We stayed in contact, but we went our separate ways after my freshman year. He graduated from K-State's College of Architecture, Planning and Design and went to work. I finished school at K-State and went to Houston for law school. Almost 10 years later, I would discover he lived only 70 miles away in Sedalia, Mo., and we reconnected.

***

On November 4, 2014, doctors diagnosed AK with acute myelogenous leukemia. Two days later, he announced the diagnosis to his Facebook friends.

He also told us that his wife is expecting their third child in June 2015. Graham is three, and Mirabelle is one. His wife, Kelly, is a stay-at-home mom.

AK started chemo a few days later at the University of Missouri-Columbia hospital. After a week of chemo, he gets to enjoy two weeks in isolation while his white blood cells regenerate.

These are a lot of sanitized medical terms to tell you that he's going through hell to beat this. As much as cancer terrifies me, I'm not worried for AK. Anything that wants a piece of him is going to get a helluva fight.

But it's when I think of his kids and wife having to travel 70 miles to see him in a hospital, my chin gets tight and the levees break inside my eyes. It's one thing to go through this. It's another to have to take your kids to see their daddy in a hospital. And it's quite another to do it while you have to worry about money and another child due.

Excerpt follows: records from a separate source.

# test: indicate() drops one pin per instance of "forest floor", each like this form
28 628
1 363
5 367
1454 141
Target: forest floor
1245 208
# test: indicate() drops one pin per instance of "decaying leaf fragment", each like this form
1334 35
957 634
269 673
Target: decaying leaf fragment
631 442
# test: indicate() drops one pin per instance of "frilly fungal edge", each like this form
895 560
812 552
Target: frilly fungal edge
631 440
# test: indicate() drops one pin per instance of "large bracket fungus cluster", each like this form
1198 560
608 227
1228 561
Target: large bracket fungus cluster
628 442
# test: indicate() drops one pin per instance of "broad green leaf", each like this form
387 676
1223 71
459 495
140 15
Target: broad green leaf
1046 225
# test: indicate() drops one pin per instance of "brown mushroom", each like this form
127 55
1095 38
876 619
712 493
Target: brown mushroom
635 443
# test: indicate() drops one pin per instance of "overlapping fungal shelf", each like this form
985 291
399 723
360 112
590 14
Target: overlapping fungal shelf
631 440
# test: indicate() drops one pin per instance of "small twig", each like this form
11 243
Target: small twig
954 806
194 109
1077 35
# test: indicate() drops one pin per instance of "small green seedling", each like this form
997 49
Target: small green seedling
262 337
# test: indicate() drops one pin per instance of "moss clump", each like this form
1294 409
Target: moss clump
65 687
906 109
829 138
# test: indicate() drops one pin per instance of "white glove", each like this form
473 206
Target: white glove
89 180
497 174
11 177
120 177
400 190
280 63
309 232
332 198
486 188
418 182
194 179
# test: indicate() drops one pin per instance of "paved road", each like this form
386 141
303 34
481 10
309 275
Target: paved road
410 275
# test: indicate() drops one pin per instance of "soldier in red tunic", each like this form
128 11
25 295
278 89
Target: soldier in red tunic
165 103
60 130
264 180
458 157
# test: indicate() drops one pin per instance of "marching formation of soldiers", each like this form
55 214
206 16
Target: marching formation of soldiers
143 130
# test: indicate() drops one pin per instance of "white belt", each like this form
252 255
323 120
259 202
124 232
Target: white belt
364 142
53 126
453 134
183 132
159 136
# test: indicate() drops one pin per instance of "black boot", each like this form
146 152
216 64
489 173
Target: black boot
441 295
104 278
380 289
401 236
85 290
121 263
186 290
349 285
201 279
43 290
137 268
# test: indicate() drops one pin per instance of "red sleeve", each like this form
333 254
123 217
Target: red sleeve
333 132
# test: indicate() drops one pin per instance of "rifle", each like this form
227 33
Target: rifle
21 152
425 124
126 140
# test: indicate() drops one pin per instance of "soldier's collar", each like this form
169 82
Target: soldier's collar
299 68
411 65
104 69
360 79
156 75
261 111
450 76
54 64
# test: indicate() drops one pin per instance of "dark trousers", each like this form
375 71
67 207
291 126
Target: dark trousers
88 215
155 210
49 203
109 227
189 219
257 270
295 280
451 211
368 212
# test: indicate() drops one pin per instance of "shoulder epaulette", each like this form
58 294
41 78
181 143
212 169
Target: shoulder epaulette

As soon as this story is published, I'll be off to the online fundraising site some of AK's friends set up. AK is one of us, a Manhattan townie, K-State alum and big Wildcat fan. Like Bill Snyder, I came to K-State for the opportunity, but I stayed because of the people.

Keep a prayer or a good thought or whatever you believe in for AK and his family. Go beat it, AK. I'll have a good beer waiting for you when you're ready.